Ever sit near the phone waiting for it to ring? Or run out to the mailbox the minute the mailman comes? Probably not, today there are enough things to keep us busy, you don’t have to just “sit and wait”. But even with distractions, waiting for an invitation you’re not sure you’re going to get can seem long and lonely. What do you do if it never comes?

The birthday party “everyone” is talking about, the after-dance or after-game get together that “everyone” going to. The first thing to think about if you don’t get invited to something is whether you think it was Intentional (on purpose) or Not Intentional (not on purpose).

If you don’t think it was intentional the best thing to do may be simply to tell people “Hey, I’d like to do that too”. I knew a girl once who was disappointed no one included her in the silly pictures they were creating and sending out to each other on-line. It wasn’t until she finally mentioned she wanted to be a part of it that anyone thought she cared – everyone actually thought she didn’t like it!

If you don’t feel comfortable talking about it, and you really are friends with the person, you could invite them to lunch (or to do something else) on a different day, or send them a card (there are cards for just about everything these days). There could be many reasons why you didn’t get included and it’s easy to assume the worst, but most of the time your friends are not trying to hurt your feelings.

If you think the non-invitation was intentional, then you should handle it a little differently. It’s hard even as an adult to feel you’ve outgrown a friendship, or that someone chose not to include you in their event. However, those things happen, as teenagers and as adults.

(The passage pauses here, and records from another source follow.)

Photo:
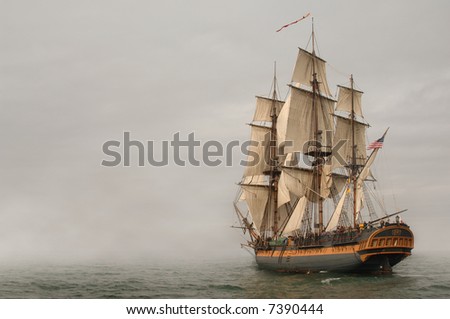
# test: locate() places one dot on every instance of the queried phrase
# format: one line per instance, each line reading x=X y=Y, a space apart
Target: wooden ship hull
x=371 y=250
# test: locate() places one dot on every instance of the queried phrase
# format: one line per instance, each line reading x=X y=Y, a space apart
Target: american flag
x=376 y=144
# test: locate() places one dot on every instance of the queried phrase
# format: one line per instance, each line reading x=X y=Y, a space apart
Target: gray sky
x=75 y=74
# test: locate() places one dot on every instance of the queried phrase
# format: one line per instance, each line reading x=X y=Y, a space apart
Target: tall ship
x=308 y=201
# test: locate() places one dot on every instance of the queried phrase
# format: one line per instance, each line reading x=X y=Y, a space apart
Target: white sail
x=297 y=181
x=359 y=194
x=344 y=102
x=307 y=64
x=263 y=111
x=296 y=218
x=344 y=132
x=334 y=220
x=283 y=192
x=256 y=198
x=257 y=160
x=296 y=122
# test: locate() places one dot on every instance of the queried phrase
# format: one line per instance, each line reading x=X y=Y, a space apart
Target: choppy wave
x=416 y=277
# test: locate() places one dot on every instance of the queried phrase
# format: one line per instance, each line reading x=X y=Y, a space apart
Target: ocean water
x=423 y=276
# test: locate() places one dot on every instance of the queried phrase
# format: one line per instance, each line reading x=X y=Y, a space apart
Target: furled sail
x=296 y=122
x=359 y=194
x=263 y=112
x=257 y=161
x=344 y=132
x=334 y=220
x=296 y=218
x=256 y=198
x=344 y=102
x=307 y=64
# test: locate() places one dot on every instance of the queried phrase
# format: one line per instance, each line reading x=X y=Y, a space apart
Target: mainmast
x=354 y=169
x=273 y=160
x=317 y=138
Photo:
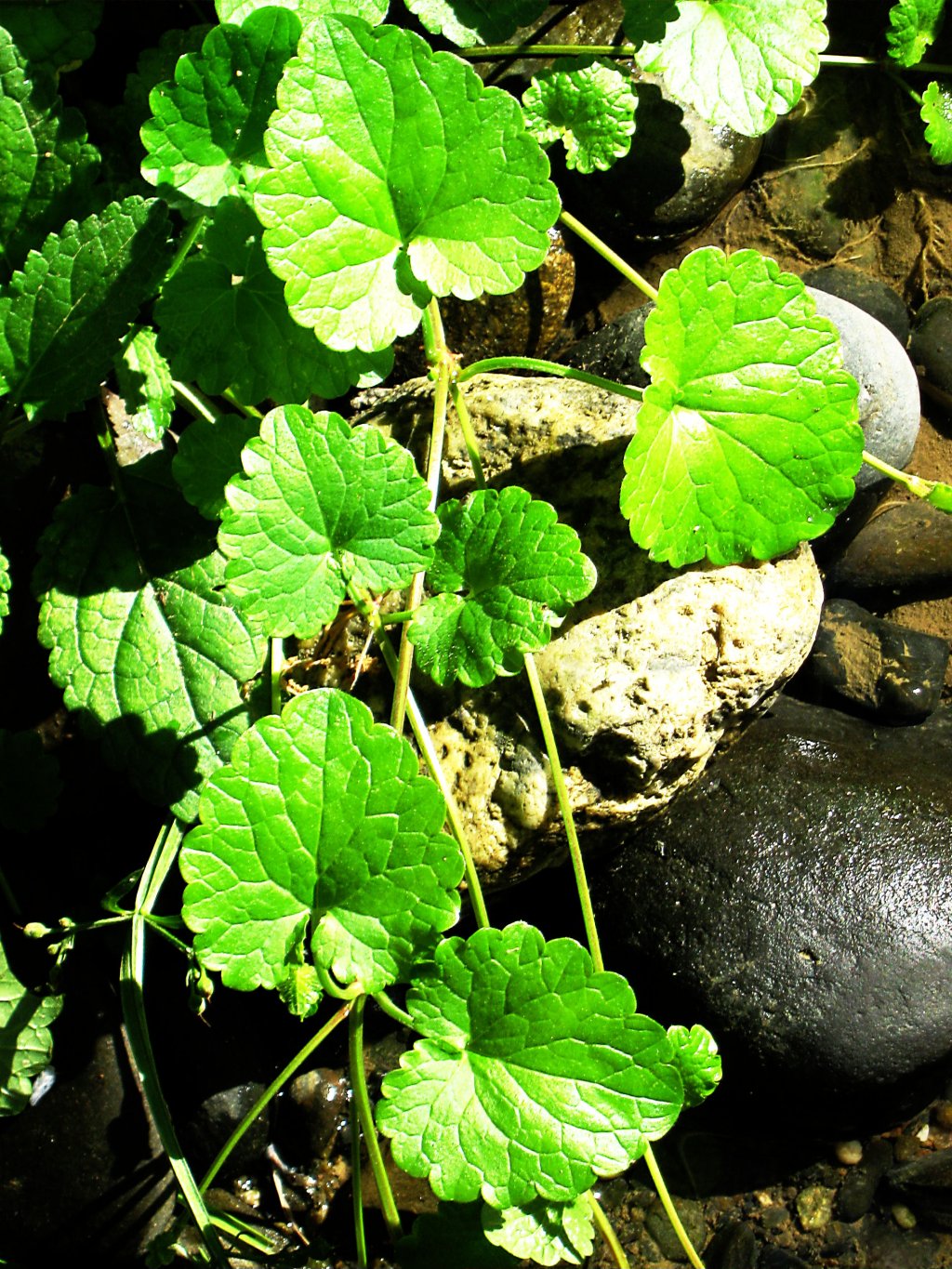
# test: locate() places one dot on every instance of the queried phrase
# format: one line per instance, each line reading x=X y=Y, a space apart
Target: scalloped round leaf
x=62 y=315
x=535 y=1075
x=25 y=1043
x=747 y=441
x=937 y=115
x=208 y=456
x=320 y=819
x=371 y=10
x=223 y=323
x=588 y=104
x=30 y=781
x=142 y=641
x=145 y=385
x=205 y=138
x=739 y=62
x=322 y=505
x=914 y=24
x=521 y=570
x=369 y=212
x=475 y=21
x=548 y=1234
x=698 y=1061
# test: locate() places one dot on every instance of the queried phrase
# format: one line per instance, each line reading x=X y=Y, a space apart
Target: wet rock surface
x=800 y=903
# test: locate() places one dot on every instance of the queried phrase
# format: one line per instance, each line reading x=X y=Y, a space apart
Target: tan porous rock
x=645 y=678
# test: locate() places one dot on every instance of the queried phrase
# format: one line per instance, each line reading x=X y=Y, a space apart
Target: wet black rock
x=876 y=665
x=872 y=296
x=798 y=901
x=906 y=547
x=931 y=345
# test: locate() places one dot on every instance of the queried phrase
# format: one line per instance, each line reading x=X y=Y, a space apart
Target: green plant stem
x=437 y=351
x=358 y=1083
x=566 y=811
x=131 y=986
x=271 y=1091
x=604 y=250
x=430 y=754
x=607 y=1231
x=537 y=364
x=670 y=1210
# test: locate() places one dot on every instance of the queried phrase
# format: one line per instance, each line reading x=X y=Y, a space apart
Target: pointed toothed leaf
x=739 y=62
x=208 y=456
x=320 y=824
x=548 y=1234
x=145 y=385
x=587 y=104
x=205 y=136
x=698 y=1061
x=368 y=214
x=535 y=1075
x=521 y=571
x=47 y=166
x=62 y=316
x=747 y=441
x=223 y=323
x=30 y=781
x=141 y=637
x=371 y=10
x=914 y=24
x=322 y=505
x=25 y=1043
x=475 y=21
x=937 y=115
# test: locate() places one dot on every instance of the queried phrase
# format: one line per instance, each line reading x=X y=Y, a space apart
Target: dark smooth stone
x=926 y=1185
x=878 y=665
x=858 y=1189
x=931 y=344
x=867 y=293
x=798 y=901
x=906 y=547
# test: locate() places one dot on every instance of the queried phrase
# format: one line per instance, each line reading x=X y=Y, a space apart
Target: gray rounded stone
x=798 y=901
x=889 y=389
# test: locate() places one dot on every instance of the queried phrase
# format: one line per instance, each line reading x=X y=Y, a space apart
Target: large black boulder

Try not to spend too much time worrying about it. If you think someone is your friend, and they are making you feel bad, they may not be that good a friend after all.

In that case, one of the best things to do is to get out and do something else. Either get together with another friend, spend some time on your favorite hobby, or visit (or write a letter to) someone you haven’t seen in awhile. Keeping busy doing things you enjoy will not only take your mind off of feeling bad, but will also remind you that life goes on, and the best people to spend time with are the ones who really make you feel good about being you!

I Don’t Know What To Say

We’ve all been in situations where we don’t know what to say, and that doesn’t change as you get older! Whether it’s a friend who’s in a fight with another friend, someone at school had a death in their family, or your parent had a really bad day at work, there are times when you want to be there for someone but you just don’t know what to say.

Do you smile akwardly and walk away? Sit silently and not say anything? Say something that you later think “Ohhh, maybe I shouldn’t have said that?” No matter what you do, knowing you are there for them will make your friend or family member feel much better. But if you really want to say something to show your support, try this:

“I don’t know what it’s like to…(include what is happening), but I know what it’s like to be sad/angry/scared/worried/disappointed, and I’m sorry you’re sad/angry/scared/worried/disappointed.”

For example:

“I don’t know what it’s like to have to put your dog to sleep, but I know what it’s like to be sad, and I’m sorry you’re sad.”

Or…

“I don’t know what it’s like to have someone do that to me, but I know what it’s like to be disappointed, and I’m sorry that happened.”

One last thing to remember – some day you may be the one who needs a kind word, and your friends may not know what to say. That doesn’t mean they don’t care! If you’re going through a tough time it’s o.k. to tell your friend how your feeling, too.

Showing compassion and saying a few kind words goes a long way in building and keeping lasting friendships!